L’OCML Voie prolétarienne, également connue sous le nom de son mensuel Partisan, anime depuis des années un courant critique dans la CGT, dont le blog «Où va la CGT?» connaît un certain succès. Ce blog se veut un outil pour construire une opposition interne en rupture avec le nationalisme, la défense de l’entreprise et de l’économie nationale, les arguments gestionnaires...

 

Où va la CGT?

 

Ces prises de position portent souvent juste et elles semblent attester de défense de positions de classe par le blog, et par VP qui en est l’auteur. Mais les réactions au mouvement contre la loi Travail montrent que ces déclarations cachent un aplatissement total dans les faits sur la politique collaborationniste de la CGT. C’est ainsi que 24 mai le blog applaudissait sans réserve l’action du syndicat: «notre syndicat apparaît désormais clairement comme l’organisation de défense des travailleurs en pointe. Nous ne sommes plus en 2009 quand Thibault passait plus de temps avec Sarkozy dans les bureaux de l’Elysée que sur le terrain de la lutte des classes. Là, toute la Confédération est engagée dans‘la guerre du pétrole’, et on a même vu Martinez sur le dépôt de Haulchin dans le Nord venu soutenir les blocages. (...)

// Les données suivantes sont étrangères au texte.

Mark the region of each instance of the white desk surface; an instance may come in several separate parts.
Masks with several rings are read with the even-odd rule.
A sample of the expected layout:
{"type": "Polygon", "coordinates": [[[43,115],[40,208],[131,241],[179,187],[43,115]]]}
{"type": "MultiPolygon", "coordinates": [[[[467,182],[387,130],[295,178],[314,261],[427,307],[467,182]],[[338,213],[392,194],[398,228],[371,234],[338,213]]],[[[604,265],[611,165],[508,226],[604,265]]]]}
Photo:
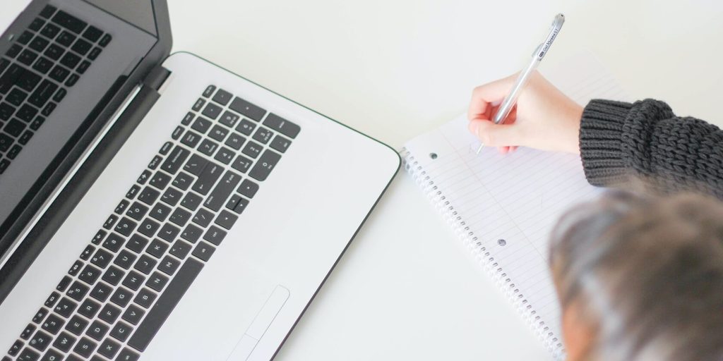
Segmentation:
{"type": "MultiPolygon", "coordinates": [[[[589,49],[634,97],[723,125],[715,0],[169,3],[174,51],[396,149],[462,112],[474,86],[518,71],[557,12],[567,21],[543,69],[589,49]]],[[[549,359],[403,173],[276,358],[549,359]]]]}

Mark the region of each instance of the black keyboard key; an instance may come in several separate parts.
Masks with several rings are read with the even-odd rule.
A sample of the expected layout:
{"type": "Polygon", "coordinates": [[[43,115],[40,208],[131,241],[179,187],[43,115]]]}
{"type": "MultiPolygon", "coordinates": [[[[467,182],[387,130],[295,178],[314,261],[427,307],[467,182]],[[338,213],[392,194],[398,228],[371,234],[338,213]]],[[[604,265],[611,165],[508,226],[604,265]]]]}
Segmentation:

Quelque part, on est dans une phase où si on laisse passer, c’est grave pour le présent comme pour le futur, et le combat est encore plus dur avec une répression féroce, toujours incertain sur le résultat avec un gouvernement de combat. C’est l’analyse partagée par Hollande/Valls d’un côté, Martinez de l’autre – et nous aussi, bien sûr».

Et, portés par l’enthousiasme, nos maoïstes concluaient: «Nous non plus n’avons  pas le choix. Donc dans le privé comme dans le public, l’heure n’est plus à des journées d’action à répétition, multiples, où chacun arbitre «à la carte» ce qu’il fait et ce qu’il ne fait pas, l’heure est à faire basculer le rapport de forces. En ce sens, la date de jeudi [énième journée d’action décidée par le collaborationnisme pour épuiser la combativité des travailleurs] est importante. Par la grève, par les blocages, par les manifestations, il faut réussir à faire un saut qualitatif pour faire lâcher le gouvernement. Donc Jeudi, tous dans la grève, tous sur les barrages, tous aux manifestations!».

Las! Il fallait aussitôt déchanter: la Confédération et l’Intersyndicale continuaient imperturbablement leur tactique d’émiettement du conflit et au lieu d’appeler à généraliser la lutte, ils organisaient la mascarade d’une votation citoyenne sur la loi El Khomri! «On voudrait enterrer le mouvement qu’on ne s’y prendrait pas autrement», commentait amèrement le blog dès le lendemain 25 mai. Mais tout en critiquant cet appel, il affirmait, oubliant ce qu’il avait publié la veille: «Soyons clairs: nous n’attendions pas un appel abstrait à la grève générale ou à bloquer tout. Sans doute est-ce encore prématuré et ne serait pas suivi». En clair la CGT a des excuses!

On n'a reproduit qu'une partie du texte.